Ainsi on va dire aux peuples : « tenez-vous bien, si bien sûr vous n'avez rien à vous reprochez du côté terrorisme et critique de l'état, il n'en reste pas moins qu'il va vous falloir serrer la ceinture ».

On entend « Avec la crise économique qu'il y a actuellement, vous devez accepter des emplois dégradants et pour lesquels vous êtes inadapté ».

On connaît un peu la genèse de la crise économique, qui en gros consiste en une aspiration des richesses par les plus riches, on se doute que c'est dû à leur crainte grandissante du futur générée par leurs propres agissements mais sans qu'ils ne soient capables de l'admettre, et pourtant on va dire aux peuples « vous savez, il y a des hauts et des bas, le système économique est comme ça, c'est la vie ».

L'arme de guerre idéologique est ainsi placé dans une espèce de science du symbolique, de scientologie, presque d'ésotérisme, qui consiste à faire valoir une des causes les lus maîtresses de la topologie des systèmes, qu'est la sinusoïde.

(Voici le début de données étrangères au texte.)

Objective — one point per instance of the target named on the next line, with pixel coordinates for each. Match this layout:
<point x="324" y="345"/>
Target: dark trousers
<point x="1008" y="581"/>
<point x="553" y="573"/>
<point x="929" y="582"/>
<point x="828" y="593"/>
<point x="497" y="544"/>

La fonction sinus est élémentaire de toute chose, c'est la fonction la plus englobante de l'univers, on peut même considérer que la fonction Dieu peut se traduire par une sinusoïde intelligente multi-fréquences.
Toutes les ondes, et toute matière qui est faite d'ondes, alors pourtant que toute onde doit s'appuyer sur une matière, et tout ce qui a été généré dans le Cosmos provient d'une quantité infinie de longueurs d'ondes différentes agglutinées et agencées entre elles pour créer des composés par une alchimie magnifique.

Alors vouloir remettre en cause le système économique sous prétexte qu'il va à la baisse, alors même que ce ne peut qu'être prometteur d'un avenir brillant, logiquement consécutive et en rapport direct avec cette baisse, est pratiquement conçu par les puissants comme une provocation à leur intelligence.

Et moi je dis, oui bien sûr l'avenir qui sera la réverbération de ce moment de l'histoire sera brillant et lumineux : dès lors que ce système ce sera enfin effondré.
Bien sûr que oui, que les cycles commencent et se terminent en conscience des mêmes causes. Seulement la sinusoïde dont nous parlons présentement est d'une longueur d'onde autrement plus vaste et étendue que le simple profit que vous nous faites miroiter.